Back in 1992 when I arrived at the University of Wyoming, one of the first things we had to do was register for a computer account

Sitting down at the terminal, we were to type newuser for the username and newuser for the password—we would then be instantly launched into a series of steps which would result in us, as freshmen, to be able to sit down in computer labs and access WordPerfect 5.1 or chatrooms.

One of the key moments was to pick a username – up to eight characters and anything we wanted, as long as somebody else before us hadn’t registered that username before.

I went with Stingray – at the time that was my favorite Stephen J. Cannell TV show.  Stephen J. Cannell was a man whose TV shows I was addicted to, including 21 Jump Street with that hunky hunk playing Officer Tommy Hanson, Johnny Depp. Stingray was a much more sophisticated and thoughtful show – or so I told myself.

The great thing about computer usernames in the 1990s was that they were easily memorable – everybody I worked with knew exactly how to email me. This compares to today where I don’t know anybody’s username, I have to remember how to spell their name, and at an office with a dozen people named “Alex” I also have to pick the right one. Don’t laugh: there are also a lot of people named “Chris” – and I once email something to the wrong one.
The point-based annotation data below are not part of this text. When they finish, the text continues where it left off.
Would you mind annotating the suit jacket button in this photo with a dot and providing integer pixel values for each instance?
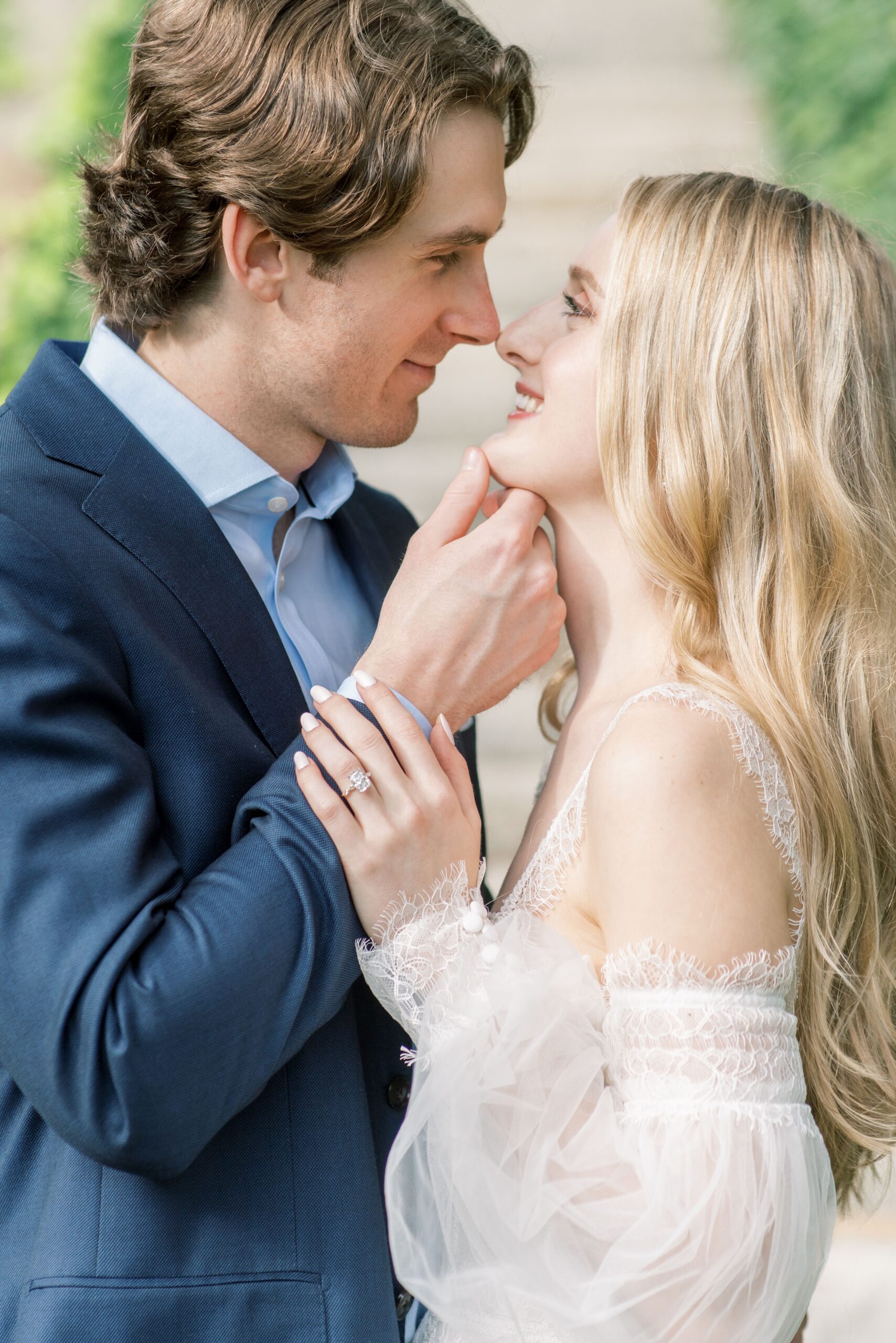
(398, 1092)
(403, 1302)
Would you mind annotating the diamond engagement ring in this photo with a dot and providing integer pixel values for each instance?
(358, 782)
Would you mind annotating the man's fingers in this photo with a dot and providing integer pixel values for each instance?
(494, 502)
(520, 509)
(460, 504)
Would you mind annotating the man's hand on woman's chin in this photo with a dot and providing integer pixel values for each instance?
(469, 615)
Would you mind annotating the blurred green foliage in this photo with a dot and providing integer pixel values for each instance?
(828, 73)
(39, 297)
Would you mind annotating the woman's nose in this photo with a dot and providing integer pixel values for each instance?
(526, 340)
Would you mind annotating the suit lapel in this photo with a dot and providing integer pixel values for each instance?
(150, 509)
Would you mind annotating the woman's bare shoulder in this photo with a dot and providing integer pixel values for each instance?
(677, 847)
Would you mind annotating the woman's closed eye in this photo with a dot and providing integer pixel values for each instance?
(574, 308)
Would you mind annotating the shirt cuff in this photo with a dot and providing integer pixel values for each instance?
(350, 691)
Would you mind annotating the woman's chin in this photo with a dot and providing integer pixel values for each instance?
(506, 460)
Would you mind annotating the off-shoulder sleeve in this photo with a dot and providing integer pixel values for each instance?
(589, 1167)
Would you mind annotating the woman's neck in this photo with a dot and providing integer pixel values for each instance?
(617, 624)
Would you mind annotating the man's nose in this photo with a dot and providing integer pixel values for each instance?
(476, 322)
(524, 340)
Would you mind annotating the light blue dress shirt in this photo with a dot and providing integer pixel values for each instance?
(311, 593)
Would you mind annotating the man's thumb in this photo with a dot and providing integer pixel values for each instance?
(461, 502)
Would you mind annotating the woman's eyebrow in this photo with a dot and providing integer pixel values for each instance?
(579, 276)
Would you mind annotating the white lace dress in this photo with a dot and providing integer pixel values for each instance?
(625, 1158)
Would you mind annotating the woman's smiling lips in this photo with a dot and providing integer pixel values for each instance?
(527, 403)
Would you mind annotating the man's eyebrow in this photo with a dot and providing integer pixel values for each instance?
(461, 238)
(579, 276)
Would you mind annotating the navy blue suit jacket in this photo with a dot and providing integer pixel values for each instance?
(195, 1102)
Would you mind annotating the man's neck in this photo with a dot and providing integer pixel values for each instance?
(218, 378)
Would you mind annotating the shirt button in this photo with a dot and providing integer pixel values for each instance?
(398, 1092)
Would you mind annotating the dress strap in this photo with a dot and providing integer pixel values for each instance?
(542, 884)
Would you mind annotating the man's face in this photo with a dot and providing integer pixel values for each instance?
(348, 356)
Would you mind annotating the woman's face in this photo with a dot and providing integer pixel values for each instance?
(551, 441)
Things though, as they always do, changed – and by the time I started at my next educational facility, usernames were decided for us: first initials + last name and done. And if your last name ran too long, the end of it was cut off. This created a slight problem for Ms. Morehouse – inconveniently shortened to end MoreHo. Given that she wasn’t a ‘ho (there’s a slang term that has really vanished since then), she was the only person I ever knew who managed to convince the computer people to change her username.
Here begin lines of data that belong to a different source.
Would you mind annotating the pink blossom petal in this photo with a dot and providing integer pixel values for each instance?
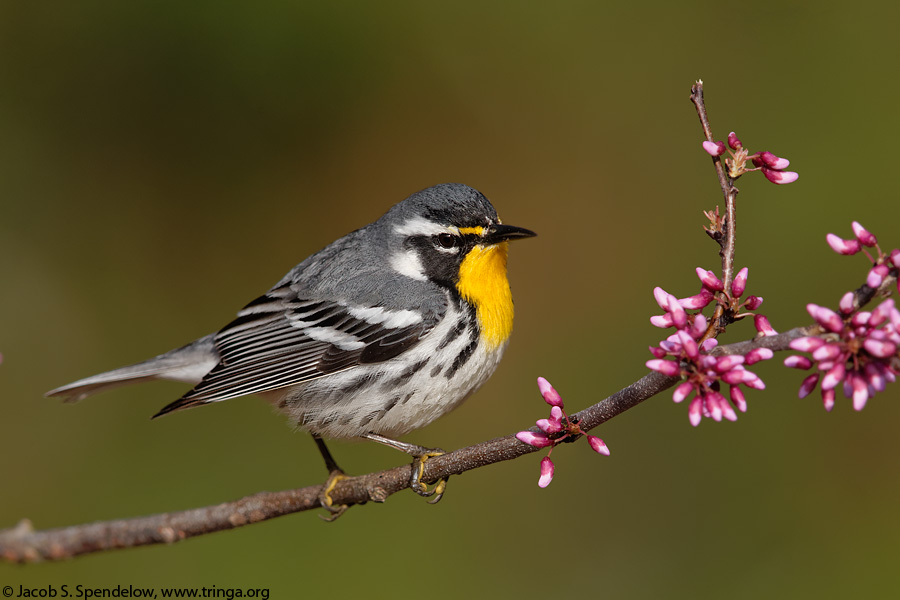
(737, 398)
(666, 367)
(842, 246)
(808, 385)
(740, 283)
(847, 303)
(753, 302)
(657, 352)
(598, 446)
(662, 297)
(875, 376)
(699, 327)
(709, 280)
(679, 317)
(770, 160)
(780, 177)
(807, 344)
(727, 411)
(758, 354)
(834, 377)
(727, 363)
(880, 349)
(547, 468)
(698, 301)
(538, 440)
(827, 352)
(875, 278)
(551, 396)
(662, 321)
(881, 313)
(712, 405)
(861, 318)
(860, 393)
(709, 344)
(752, 380)
(695, 411)
(826, 317)
(761, 322)
(714, 148)
(688, 344)
(864, 236)
(797, 362)
(682, 391)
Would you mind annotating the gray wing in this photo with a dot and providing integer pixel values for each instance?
(280, 340)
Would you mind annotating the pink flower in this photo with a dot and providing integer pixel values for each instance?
(714, 148)
(772, 167)
(780, 177)
(555, 430)
(842, 246)
(547, 468)
(863, 235)
(858, 355)
(551, 396)
(761, 322)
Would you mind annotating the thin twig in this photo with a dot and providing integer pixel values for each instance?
(24, 544)
(729, 233)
Certainly I’ve not had a choice in my workplace environments since enrolling at UWyo. The only time I’ve had a choice in the intervening years was when I signed up for gmail – Google wouldn’t let me use my favorite screenname of the moment (then: elmada – which does, believe it or not, have a relevant meaning to me), so I had to improvise, ending up with elmadaeu – since I was, at that moment in time, about to embark on a short couple year trip to live in Germany, a member of the European Union.

All of this brings me to the point: at Wyoming I wrote for the Branding Iron, the student newspaper. Throughout my time at UW, I met a lot of people and every once in awhile I would meet somebody who had an awesome username – including one day when I met the professor who had procured Kowgirl. After I finished talking to her, I asked her about her username and how she had gotten it.
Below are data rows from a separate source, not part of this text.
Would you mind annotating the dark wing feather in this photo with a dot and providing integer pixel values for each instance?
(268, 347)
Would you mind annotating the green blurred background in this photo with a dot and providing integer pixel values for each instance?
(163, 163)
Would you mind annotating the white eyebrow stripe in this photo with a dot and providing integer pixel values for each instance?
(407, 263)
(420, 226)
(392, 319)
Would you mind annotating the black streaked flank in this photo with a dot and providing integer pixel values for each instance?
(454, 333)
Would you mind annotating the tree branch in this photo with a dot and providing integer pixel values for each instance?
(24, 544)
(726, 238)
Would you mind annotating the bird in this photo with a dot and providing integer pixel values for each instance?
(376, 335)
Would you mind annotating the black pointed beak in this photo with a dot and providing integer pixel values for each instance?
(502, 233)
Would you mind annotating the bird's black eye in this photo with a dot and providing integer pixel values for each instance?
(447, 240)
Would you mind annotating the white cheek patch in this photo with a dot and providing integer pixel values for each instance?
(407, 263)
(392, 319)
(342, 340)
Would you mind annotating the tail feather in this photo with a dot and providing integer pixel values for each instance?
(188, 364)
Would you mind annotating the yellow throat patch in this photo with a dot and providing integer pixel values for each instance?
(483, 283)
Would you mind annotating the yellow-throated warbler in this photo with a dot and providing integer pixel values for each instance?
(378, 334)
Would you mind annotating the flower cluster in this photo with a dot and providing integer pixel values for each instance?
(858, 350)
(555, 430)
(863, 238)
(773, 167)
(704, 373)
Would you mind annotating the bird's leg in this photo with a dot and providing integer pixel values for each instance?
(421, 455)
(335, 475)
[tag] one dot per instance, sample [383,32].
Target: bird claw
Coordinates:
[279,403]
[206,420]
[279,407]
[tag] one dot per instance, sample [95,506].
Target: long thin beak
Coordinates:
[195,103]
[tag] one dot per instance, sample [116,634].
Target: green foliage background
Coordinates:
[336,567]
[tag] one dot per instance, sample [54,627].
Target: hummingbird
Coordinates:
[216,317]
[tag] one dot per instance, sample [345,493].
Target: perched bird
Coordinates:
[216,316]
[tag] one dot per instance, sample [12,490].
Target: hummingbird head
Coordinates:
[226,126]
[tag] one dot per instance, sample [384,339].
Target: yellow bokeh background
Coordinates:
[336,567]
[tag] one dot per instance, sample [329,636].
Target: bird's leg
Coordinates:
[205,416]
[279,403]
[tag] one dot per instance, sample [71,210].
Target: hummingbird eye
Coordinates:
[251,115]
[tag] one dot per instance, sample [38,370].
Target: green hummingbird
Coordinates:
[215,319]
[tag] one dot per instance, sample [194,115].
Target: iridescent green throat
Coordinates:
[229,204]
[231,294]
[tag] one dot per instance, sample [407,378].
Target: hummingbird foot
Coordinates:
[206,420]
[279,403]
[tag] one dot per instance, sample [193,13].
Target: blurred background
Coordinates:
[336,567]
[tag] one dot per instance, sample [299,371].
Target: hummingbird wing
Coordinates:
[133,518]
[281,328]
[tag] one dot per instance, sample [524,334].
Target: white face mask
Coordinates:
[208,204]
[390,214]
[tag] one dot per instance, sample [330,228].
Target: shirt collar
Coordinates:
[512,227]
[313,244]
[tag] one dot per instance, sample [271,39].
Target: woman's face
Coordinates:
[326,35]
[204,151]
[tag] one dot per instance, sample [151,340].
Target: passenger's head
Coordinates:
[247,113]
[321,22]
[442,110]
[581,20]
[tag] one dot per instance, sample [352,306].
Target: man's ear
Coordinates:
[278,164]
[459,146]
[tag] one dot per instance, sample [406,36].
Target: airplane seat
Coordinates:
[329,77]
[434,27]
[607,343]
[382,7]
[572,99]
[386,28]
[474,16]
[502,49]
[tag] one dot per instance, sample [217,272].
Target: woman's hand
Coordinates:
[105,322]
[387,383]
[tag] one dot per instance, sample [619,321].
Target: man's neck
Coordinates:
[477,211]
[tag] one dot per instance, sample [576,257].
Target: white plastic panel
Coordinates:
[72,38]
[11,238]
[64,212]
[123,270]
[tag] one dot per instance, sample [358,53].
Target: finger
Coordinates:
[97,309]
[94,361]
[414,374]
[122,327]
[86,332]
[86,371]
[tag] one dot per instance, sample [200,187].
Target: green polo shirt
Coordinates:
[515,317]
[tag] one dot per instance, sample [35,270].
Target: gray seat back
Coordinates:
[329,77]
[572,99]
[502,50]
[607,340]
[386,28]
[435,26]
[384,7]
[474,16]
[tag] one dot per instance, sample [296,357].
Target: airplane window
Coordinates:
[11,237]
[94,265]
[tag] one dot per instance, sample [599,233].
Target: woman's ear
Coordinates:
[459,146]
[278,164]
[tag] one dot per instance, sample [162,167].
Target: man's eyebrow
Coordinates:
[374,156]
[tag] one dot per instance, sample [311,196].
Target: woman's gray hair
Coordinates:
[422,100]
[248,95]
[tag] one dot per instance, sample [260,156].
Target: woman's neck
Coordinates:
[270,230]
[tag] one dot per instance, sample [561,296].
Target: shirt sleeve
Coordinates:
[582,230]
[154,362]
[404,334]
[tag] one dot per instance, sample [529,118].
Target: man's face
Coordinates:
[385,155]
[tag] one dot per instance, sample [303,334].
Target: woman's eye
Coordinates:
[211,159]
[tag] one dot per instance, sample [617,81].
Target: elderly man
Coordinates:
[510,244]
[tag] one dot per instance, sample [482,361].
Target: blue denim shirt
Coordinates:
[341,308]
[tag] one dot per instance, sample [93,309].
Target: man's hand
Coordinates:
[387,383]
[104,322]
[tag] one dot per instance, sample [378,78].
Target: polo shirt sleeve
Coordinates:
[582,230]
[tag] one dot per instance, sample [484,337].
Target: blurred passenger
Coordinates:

She revealed to me the truth: she’d picked it out more than a decade before, sometime in the 1980s, back when you had a username in order to log into the mainframe, and nothing else. At that precise moment in time, she’d chosen the username because it was silly and memorable – to her. There was a bit of regret (as I recall it) in her voice when she continued, “I had no idea that one day everybody would know my username because it would become my email address.”

Which is why while I am nostalgic for my Stingray days, I don’t mind the slightly obfuscating elmadaeu that I use for my personal email account or the bland first initials plus last name moniker that has been hung around me professionally ever since. At least there’s some dignity there.